During March 2020, the impacts of the COVID-19 pandemic (C-19) and the related
widespread reductions in economic activity began to temporarily affect our
business operations and the demand for our residential lots. However,
residential construction is designated an essential business as part of critical
infrastructure in almost all of the municipalities across the U.S. where we
operate. We have implemented operational protocols to comply with social
distancing and other health and safety standards as required by federal, state
and local government agencies, taking into consideration guidelines of the
Centers for Disease Control and Prevention and other public health authorities.

Our lot sales pace declined throughout late March and April 2020 as homebuilders
slowed their purchases of lots to adjust to expected lower levels of home sales
orders as a result of the pandemic. However, as economic activity and housing
market conditions began to improve, our lot sales pace increased during the last
half of fiscal 2020 and the first quarter of fiscal 2021. Although our lot sales
pace has improved, we remain cautious as to the ongoing impact of C-19 on our
operations and on the overall economy. There is significant uncertainty
regarding the extent to which and how long C-19 and its related effects will
impact the U.S. economy, capital markets and demand for our lots. The extent to
which C-19 impacts our operational and financial performance will depend on
future developments, including the duration and severity of C-19 and the impact
on our customers, trade partners and employees, all of which are highly
uncertain and cannot be predicted. If economic and housing market conditions are
adversely affected for a prolonged period due to C-19 or otherwise, we may be
required to evaluate our real estate for potential impairment. These evaluations
could result in impairment charges which could be significant.

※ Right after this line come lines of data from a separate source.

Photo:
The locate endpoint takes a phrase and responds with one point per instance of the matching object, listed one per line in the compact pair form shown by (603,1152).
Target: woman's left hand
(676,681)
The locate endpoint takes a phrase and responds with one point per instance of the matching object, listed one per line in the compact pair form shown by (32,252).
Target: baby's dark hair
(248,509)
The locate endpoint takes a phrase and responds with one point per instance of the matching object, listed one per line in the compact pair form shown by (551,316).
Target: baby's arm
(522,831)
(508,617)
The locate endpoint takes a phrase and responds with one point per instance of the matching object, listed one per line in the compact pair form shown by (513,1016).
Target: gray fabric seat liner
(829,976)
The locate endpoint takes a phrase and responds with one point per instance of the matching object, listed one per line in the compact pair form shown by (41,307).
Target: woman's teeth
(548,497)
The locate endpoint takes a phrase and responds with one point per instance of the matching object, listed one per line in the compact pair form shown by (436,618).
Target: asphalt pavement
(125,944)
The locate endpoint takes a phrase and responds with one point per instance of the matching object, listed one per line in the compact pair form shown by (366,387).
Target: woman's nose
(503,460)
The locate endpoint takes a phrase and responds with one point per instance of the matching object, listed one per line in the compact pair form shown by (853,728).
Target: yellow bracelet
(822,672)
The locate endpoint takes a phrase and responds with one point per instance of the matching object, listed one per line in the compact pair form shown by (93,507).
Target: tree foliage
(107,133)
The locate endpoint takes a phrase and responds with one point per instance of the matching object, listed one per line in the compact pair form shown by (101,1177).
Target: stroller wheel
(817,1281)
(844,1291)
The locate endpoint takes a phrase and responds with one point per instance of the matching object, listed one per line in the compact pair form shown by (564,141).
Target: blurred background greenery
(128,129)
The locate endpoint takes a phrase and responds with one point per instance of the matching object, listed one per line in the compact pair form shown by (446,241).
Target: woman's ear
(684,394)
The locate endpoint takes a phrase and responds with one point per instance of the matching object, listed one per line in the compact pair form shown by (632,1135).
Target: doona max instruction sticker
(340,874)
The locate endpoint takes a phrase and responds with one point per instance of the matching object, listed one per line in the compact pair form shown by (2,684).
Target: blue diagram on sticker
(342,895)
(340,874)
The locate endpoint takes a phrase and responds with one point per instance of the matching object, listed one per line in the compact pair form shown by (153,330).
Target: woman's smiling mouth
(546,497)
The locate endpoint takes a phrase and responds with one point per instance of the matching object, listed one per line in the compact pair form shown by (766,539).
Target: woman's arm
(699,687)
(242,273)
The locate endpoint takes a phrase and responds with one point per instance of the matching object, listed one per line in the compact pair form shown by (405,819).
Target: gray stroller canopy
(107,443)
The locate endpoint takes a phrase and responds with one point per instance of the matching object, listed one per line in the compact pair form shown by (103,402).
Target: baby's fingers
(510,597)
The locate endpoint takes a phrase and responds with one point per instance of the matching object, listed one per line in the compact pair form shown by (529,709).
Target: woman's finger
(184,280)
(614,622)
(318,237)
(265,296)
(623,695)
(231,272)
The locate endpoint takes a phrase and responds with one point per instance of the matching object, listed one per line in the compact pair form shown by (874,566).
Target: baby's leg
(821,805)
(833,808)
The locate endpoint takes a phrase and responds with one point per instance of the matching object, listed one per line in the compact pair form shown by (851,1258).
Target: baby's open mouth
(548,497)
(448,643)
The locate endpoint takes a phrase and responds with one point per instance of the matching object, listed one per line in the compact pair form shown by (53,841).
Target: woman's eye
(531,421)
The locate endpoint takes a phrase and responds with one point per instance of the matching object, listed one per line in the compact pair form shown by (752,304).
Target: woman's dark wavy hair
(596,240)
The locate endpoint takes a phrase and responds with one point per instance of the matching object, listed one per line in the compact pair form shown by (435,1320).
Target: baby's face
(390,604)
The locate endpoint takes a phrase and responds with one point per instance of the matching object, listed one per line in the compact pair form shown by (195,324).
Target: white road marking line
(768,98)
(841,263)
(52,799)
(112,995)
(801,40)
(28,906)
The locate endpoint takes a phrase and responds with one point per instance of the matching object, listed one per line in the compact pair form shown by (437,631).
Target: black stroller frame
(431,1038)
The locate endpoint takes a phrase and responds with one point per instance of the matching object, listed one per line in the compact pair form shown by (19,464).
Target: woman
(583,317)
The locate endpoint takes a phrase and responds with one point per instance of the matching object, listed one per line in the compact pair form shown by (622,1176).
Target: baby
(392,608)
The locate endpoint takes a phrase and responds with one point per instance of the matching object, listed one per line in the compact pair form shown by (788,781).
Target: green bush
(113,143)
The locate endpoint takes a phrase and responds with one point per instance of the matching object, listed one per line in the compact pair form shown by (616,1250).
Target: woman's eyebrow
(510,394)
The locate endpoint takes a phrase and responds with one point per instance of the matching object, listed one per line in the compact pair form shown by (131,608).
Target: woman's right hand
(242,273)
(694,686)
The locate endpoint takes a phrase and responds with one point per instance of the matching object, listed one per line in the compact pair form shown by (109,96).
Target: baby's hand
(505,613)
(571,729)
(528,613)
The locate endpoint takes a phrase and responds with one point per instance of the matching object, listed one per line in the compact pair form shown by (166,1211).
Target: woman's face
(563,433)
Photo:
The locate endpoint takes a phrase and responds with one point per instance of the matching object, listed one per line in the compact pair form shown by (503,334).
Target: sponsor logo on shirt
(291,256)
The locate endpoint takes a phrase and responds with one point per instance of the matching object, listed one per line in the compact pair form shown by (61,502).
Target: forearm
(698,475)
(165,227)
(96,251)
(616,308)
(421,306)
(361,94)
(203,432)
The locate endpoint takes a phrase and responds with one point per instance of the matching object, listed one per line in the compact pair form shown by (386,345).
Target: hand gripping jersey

We believe we are well positioned to effectively operate during changing economic conditions due to our low net leverage and strong liquidity position, our low overhead model and our strategic relationship with D.R. Horton.

Business Segment



We manage our operations through our real estate segment which is our core
business and generates substantially all of our revenues. The real estate
segment primarily acquires land and develops infrastructure for single-family
residential communities and generates revenues from sales of residential
single-family finished lots to local, regional and national homebuilders. We
have other business activities for which the related assets and operating
results are immaterial, and therefore, are included in our real estate segment.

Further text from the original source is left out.